Don’t confuse volume with quality. Don’t make emotional decisions about your exercise program. It’s good to train hard (sometimes) and smart. I only lift weights three times per week for forty five minutes, but I’m stronger than most of the twenty three year-old meat-heads who inhabit the weight room seven days per week. Not because I have better genetics or more testosterone (I wish) but because I know what works most effectively for my body (in terms of creating the right balance between training, nutrition and recovery) and I stimulate my physiology the right way. I train optimally for me. Don’t forget… the adaptation takes place when you’re not training. The workout is for the stimulation, the recovery time is for the adaptation.

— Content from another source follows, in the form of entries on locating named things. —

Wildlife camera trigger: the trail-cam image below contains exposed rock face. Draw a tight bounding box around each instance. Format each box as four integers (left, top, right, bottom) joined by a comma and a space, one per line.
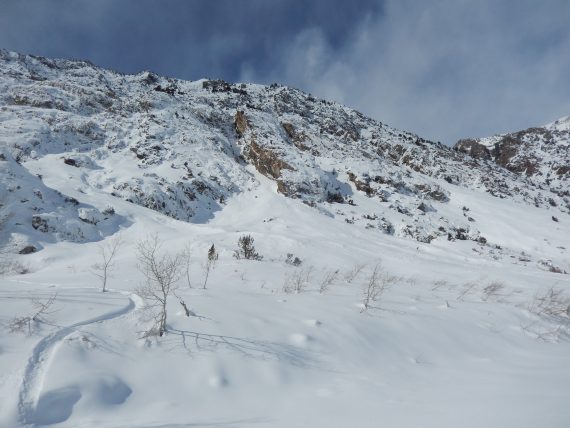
455, 138, 491, 160
234, 110, 247, 137
244, 141, 293, 179
0, 50, 570, 249
454, 117, 570, 196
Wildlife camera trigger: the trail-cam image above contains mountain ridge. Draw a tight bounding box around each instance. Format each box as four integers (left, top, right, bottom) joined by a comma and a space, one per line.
0, 47, 570, 270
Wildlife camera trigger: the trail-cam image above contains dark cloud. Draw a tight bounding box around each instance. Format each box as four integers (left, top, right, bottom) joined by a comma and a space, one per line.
0, 0, 570, 143
0, 0, 380, 80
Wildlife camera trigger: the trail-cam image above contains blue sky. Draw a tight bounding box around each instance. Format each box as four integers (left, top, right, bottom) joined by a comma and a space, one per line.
0, 0, 570, 144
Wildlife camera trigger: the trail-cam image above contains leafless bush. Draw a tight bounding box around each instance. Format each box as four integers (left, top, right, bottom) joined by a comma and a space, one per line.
137, 235, 184, 336
92, 234, 123, 292
483, 281, 505, 302
285, 253, 303, 266
361, 263, 398, 312
0, 251, 31, 275
431, 279, 449, 291
283, 266, 313, 294
202, 244, 218, 290
180, 245, 192, 288
344, 263, 366, 284
457, 282, 477, 301
234, 235, 263, 260
522, 287, 570, 341
528, 287, 570, 320
319, 269, 339, 294
8, 293, 57, 336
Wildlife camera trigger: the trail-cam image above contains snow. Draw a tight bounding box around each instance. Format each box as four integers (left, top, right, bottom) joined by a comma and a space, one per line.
0, 51, 570, 428
0, 169, 570, 427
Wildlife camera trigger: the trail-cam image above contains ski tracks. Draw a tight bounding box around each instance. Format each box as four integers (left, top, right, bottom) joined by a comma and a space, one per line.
18, 290, 141, 426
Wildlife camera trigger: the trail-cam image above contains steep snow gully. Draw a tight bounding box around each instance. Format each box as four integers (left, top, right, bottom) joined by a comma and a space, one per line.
18, 291, 140, 426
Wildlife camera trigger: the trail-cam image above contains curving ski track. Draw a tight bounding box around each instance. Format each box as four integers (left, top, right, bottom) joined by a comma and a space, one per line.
18, 291, 137, 426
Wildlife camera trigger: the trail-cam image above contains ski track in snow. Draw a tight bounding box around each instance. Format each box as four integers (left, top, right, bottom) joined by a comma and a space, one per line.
18, 290, 140, 426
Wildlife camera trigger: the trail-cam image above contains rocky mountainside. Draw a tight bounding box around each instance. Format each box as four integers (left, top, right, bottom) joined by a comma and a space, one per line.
0, 50, 570, 264
455, 116, 570, 196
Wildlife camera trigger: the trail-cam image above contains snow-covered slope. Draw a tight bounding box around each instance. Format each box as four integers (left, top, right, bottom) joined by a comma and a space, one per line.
455, 116, 570, 196
0, 51, 570, 428
0, 51, 570, 260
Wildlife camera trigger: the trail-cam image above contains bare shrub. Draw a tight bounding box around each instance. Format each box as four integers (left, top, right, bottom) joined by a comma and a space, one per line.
344, 263, 366, 284
202, 244, 218, 290
522, 287, 570, 341
285, 253, 303, 266
319, 269, 339, 294
137, 235, 184, 336
92, 234, 123, 292
431, 279, 449, 291
8, 293, 57, 336
528, 287, 570, 319
234, 235, 263, 260
456, 282, 477, 301
361, 263, 398, 312
483, 281, 505, 302
283, 266, 313, 294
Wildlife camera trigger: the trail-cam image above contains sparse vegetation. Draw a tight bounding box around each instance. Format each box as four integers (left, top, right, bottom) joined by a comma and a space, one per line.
137, 235, 184, 336
283, 266, 313, 294
362, 263, 397, 312
8, 294, 57, 336
319, 269, 340, 294
92, 234, 122, 292
344, 263, 366, 284
285, 253, 303, 266
234, 235, 263, 260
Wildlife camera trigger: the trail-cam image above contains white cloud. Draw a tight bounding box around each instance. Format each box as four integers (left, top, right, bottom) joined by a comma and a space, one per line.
242, 0, 570, 144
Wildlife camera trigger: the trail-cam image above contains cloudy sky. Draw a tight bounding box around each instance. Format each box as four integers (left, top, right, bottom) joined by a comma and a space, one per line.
0, 0, 570, 144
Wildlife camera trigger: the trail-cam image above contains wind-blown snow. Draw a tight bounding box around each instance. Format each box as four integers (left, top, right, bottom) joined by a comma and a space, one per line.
0, 51, 570, 428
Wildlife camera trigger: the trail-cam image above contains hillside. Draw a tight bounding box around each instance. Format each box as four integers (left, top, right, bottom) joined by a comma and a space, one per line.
0, 51, 570, 428
455, 116, 570, 197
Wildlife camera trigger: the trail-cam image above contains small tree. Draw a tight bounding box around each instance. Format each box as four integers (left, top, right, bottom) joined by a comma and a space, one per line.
137, 235, 184, 336
181, 245, 192, 288
361, 263, 397, 312
234, 235, 263, 260
202, 244, 218, 290
92, 234, 123, 292
8, 293, 57, 336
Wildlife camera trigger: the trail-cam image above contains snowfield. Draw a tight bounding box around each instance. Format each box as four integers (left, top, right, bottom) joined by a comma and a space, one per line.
0, 171, 570, 428
0, 50, 570, 428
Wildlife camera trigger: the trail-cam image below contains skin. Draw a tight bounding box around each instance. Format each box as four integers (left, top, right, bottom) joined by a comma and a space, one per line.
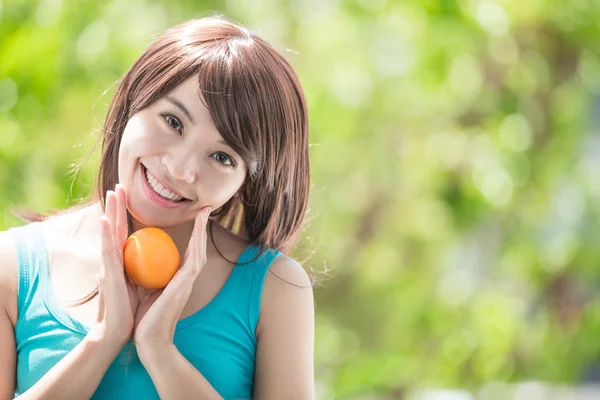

A little-known scientific term which is Latin for “looks like a workout but isn’t”. It’s a condition where people go to the gym and fluff around for an hour or so without actually doing much. A few chats, a little self-admiration in the mirror, a cappuccino or two and a strategically-placed towel over the shoulder – they’re hard to miss. Every gym has a least ten of them. They are known colloquially in Australia as… wankers. There is also another group of well-meaning people who work out often but simply don’t train hard enough to create the results they’re seeking.
Of course we need to train safely and intelligently, and yes we need to develop a training base before we get anywhere near the intense zone, but sometimes we simply need to force our body to adapt. If what you’re doing in your workouts is easy for you, then don’t expect to see much in the way of physiological change. Easy might be fun but it ain’t really productive when it comes to changing a body. If you wanna see some change, get uncomfortable. Often. Don’t kill yourself but don’t avoid the tough stuff either.
5. All the other stuff.
Of course there are plenty of variables in the creating-your-best-body process and exercise is just one of them. If you’ve nailed your exercise but your diet is a nightmare (over-eating, under-eating, sporadic eating, poor quality food) your results will be average at best. Other factors which might sabotage or inhibit what you’re doing with your exercise program are: alcohol, drugs, lack of sleep, stress and medications. No use training like an Olympian if you’re living a lifestyle which is at odds with your exercise goals.
If (for example) you’re expending more calories than you’re consuming, you ain’t gonna grow muscle ’cause their ain’t no gas in the tank. Conversely, if you’re consuming more than you’re expending each day, you ain’t gonna get leaner no matter how well you train or how much cardio you do. You’ll be fitter but you’ll still be fat.
For a wide range of reasons thousands and thousands of people are currently following a program which is less than ideal, if not completely inappropriate for them.
Go into virtually any gym and you’ll see dozens of people (with different bodies, goals and needs) all following essentially the same ‘generic’ program. This is called laziness, ignorance, lack of professionalism and I-don’t-really-care, on the part of the instructors who set those programs. If your program wasn’t designed specifically for you (by someone who knows their stuff), then it’s not the best strategy for you.
That’s not to say that your program is not of any value but why settle for okay, when you can have ideal. Your program should be designed specific to your age, goals, body type, current level of fitness, training history, medical conditions and injuries. If you found your current training program on page seventy two of Buffed and Ripped, then you ain’t doing yourself any favours. Same goes if you got your program from your cousin Guido the panel beater who came second in that bodybuilding show in 1992. The same one who worked in a gym for three months when he was nineteen.
So… maybe it’s time for some change.